Ambos rieron. A ninguno de los dos le gustaba cocinar pero habían hecho un pacto: ella cocinaba en Reston y él, en la barca.

Will encendió el televisor de la cocina para ver la previsión del tiempo. Tenía que tomar un avión por la mañana y no quería demoras.

—¿Seguro que no te vas a quedar unos días más? —le preguntó ella.

—Llevo aquí dos semanas, Nance. Hoy estaba dando un paseo y una señora que vive más abajo me ha preguntado si quería apuntarme a su club de lectura.

—Es verdad, más vale que te largues de aquí pitando.

El parte meteorológico dio paso a otra de las innumerables noticias relativas al arresto del matrimonio Killian y a las secuelas de la retirada del senador de la carrera presidencial. Will hizo una mueca y apagó la televisión.

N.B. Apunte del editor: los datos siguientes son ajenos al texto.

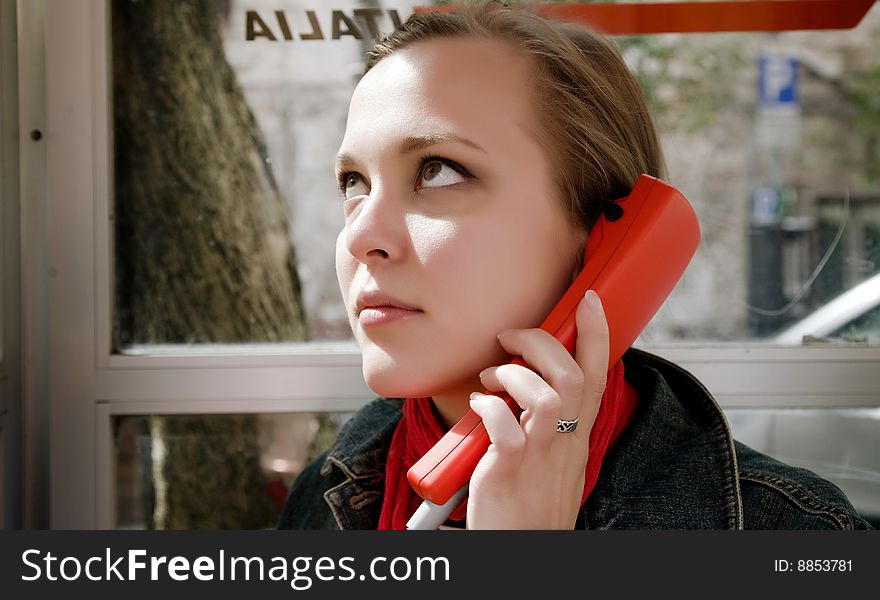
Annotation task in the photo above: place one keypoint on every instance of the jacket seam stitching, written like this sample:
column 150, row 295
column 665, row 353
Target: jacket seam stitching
column 799, row 496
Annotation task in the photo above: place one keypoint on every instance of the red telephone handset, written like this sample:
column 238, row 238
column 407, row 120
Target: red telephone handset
column 635, row 255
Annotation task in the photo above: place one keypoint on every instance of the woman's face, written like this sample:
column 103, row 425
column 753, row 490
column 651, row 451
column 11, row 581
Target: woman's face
column 454, row 229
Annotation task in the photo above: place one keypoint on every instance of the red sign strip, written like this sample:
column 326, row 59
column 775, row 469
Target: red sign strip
column 705, row 17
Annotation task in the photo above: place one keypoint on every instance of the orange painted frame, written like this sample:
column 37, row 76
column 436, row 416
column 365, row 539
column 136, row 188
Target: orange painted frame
column 706, row 17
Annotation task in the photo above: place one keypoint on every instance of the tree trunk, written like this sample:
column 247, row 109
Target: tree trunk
column 203, row 252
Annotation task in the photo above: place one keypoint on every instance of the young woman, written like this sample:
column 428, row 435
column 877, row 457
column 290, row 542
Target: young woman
column 480, row 146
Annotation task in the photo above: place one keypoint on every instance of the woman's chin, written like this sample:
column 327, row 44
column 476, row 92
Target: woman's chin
column 392, row 378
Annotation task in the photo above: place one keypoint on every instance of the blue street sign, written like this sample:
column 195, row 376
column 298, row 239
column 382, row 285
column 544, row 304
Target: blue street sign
column 777, row 80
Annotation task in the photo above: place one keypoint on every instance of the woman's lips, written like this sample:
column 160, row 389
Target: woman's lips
column 372, row 316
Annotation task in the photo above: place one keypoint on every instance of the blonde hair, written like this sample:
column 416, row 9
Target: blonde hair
column 596, row 126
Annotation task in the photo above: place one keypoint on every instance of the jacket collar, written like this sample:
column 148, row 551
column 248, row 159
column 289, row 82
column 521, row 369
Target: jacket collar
column 674, row 467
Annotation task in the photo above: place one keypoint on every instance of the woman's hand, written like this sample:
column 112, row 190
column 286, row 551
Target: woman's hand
column 532, row 477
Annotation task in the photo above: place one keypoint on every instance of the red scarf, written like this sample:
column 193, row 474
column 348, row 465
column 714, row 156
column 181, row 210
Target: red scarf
column 419, row 430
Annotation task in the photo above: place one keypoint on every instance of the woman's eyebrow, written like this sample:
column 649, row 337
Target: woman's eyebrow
column 411, row 144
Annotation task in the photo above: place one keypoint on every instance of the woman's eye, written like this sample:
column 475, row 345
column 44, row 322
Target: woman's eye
column 353, row 185
column 438, row 173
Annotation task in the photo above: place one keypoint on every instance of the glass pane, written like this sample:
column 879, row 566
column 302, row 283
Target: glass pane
column 841, row 445
column 227, row 117
column 215, row 471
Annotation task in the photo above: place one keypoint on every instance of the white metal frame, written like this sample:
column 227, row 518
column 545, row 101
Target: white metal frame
column 69, row 276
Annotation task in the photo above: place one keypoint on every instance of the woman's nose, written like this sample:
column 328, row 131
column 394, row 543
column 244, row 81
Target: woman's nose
column 377, row 232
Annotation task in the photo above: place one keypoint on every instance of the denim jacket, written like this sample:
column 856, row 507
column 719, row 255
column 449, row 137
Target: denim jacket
column 676, row 466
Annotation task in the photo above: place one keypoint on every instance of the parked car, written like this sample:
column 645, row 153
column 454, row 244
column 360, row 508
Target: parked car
column 853, row 316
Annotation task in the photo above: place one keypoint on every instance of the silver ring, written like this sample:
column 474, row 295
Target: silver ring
column 563, row 426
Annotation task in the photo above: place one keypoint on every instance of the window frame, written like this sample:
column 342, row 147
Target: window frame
column 67, row 273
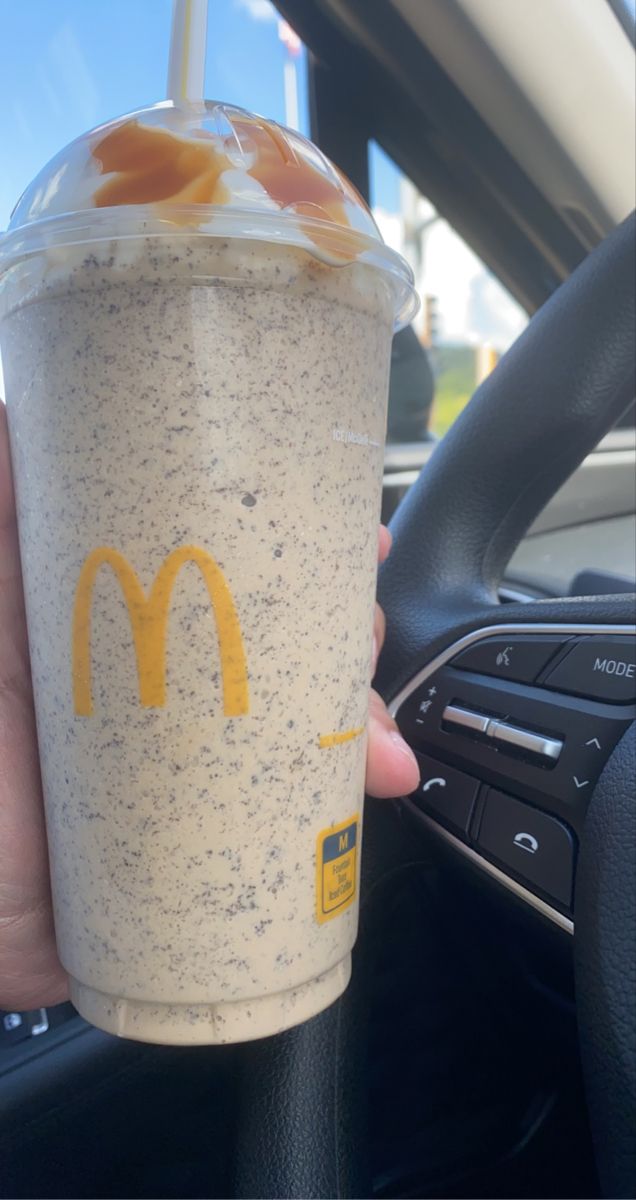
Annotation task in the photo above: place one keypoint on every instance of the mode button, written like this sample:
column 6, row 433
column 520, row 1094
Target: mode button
column 598, row 667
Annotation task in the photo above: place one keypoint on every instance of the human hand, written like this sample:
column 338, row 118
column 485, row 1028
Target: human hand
column 391, row 766
column 30, row 972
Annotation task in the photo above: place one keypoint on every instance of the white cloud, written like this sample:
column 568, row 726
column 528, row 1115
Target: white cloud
column 258, row 10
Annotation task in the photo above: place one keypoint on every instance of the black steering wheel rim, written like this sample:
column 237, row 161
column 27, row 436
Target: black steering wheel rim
column 559, row 389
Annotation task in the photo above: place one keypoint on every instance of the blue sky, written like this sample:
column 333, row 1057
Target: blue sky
column 67, row 65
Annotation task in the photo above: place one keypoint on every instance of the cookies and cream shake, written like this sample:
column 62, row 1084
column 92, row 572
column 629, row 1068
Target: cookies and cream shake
column 196, row 324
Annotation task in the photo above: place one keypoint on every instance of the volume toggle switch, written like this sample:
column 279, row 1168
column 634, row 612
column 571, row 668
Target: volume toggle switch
column 523, row 739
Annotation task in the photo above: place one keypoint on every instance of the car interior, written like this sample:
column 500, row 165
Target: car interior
column 486, row 1045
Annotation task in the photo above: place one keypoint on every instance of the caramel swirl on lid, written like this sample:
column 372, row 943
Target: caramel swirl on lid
column 148, row 165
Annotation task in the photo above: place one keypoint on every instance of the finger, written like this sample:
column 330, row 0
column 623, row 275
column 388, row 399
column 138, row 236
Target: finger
column 30, row 973
column 384, row 544
column 391, row 766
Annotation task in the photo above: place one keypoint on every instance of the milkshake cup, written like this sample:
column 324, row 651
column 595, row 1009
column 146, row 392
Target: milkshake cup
column 196, row 318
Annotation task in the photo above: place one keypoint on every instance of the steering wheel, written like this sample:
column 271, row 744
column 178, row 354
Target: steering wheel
column 551, row 399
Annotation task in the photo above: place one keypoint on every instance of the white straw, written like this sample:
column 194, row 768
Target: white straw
column 186, row 65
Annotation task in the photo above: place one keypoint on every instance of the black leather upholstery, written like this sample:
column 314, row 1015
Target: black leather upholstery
column 549, row 402
column 605, row 960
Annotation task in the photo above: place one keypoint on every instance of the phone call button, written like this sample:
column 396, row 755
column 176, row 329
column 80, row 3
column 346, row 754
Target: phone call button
column 445, row 793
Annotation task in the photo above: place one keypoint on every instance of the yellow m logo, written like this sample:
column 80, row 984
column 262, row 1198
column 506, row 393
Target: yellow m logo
column 149, row 621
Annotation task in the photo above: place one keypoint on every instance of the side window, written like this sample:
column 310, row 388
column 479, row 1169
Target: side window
column 466, row 322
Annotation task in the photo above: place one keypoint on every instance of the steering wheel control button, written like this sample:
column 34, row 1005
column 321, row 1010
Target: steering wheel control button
column 465, row 720
column 600, row 669
column 523, row 739
column 521, row 659
column 447, row 793
column 537, row 847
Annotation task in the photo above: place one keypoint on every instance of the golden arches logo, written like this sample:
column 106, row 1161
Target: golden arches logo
column 149, row 622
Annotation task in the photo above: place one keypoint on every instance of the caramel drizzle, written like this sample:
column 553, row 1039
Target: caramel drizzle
column 148, row 165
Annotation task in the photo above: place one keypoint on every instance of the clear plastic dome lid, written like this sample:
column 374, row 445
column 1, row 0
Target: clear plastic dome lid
column 204, row 167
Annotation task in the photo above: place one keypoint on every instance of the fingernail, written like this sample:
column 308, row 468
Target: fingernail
column 400, row 744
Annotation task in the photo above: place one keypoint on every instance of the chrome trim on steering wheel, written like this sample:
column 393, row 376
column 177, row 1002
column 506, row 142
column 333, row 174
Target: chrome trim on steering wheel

—Le he dicho a MacDonald que lo invitaba a pasar unos días pescando juntos en Florida.

—¿Qué ha dicho?

—No se ha decidido aún. Yo creo que le gustaría hacer algo por mí, no que yo lo haga por él. El pobre está muy agradecido.

—Qué menos.

—Mira, creo que le diré que me envíe una caja de whisky escocés.

—Ja, ja.

Will cogió una cerveza.

—¿Sabes qué día es el domingo que viene? —dijo.

—Ni idea.

—9 de febrero. Faltan siete años para el Horizonte.

—¿No habíamos quedado en no llevar la cuenta?

—Normalmente no lo hago, pero es que tú estuviste allí. No paro de pensar en ello. Daría el huevo derecho por ver la Biblioteca.

—Ni se te ocurra.

—Deberían haber tenido el detalle de enseñártela.

—Eso estaba descartado.

—Lo lógico es que al menos publiquen fotos o algo, ¿no? ¿Qué sentido tiene mantener el secreto?

—Que los gobiernos no pueden vivir ni con ellos ni sin ellos —dijo Nancy echando la cebolla picada en la sartén.

—No, ahora en serio —replicó él—. ¿Qué impresión te dio estar allí?

Nancy removió la cebolla con una cuchara de madera y se apartó de los fogones.

—Siempre aborrecí todo lo que rodeaba a la Biblioteca. Odio a las personas que la mantuvieron oculta y odio lo que les hicieron a mis padres; odio que no podamos cambiar el día de nuestra muerte; odio absolutamente todo lo que tiene que ver con el Horizonte. Pero la Biblioteca ha impedido que un hijo de perra se instale en la Casa Blanca.

O sea que no puedo odiarla del todo.

Will la rodeó con los brazos.

—Tanto odio en un cuerpecito tan pequeño. A ver, dime algo que ames.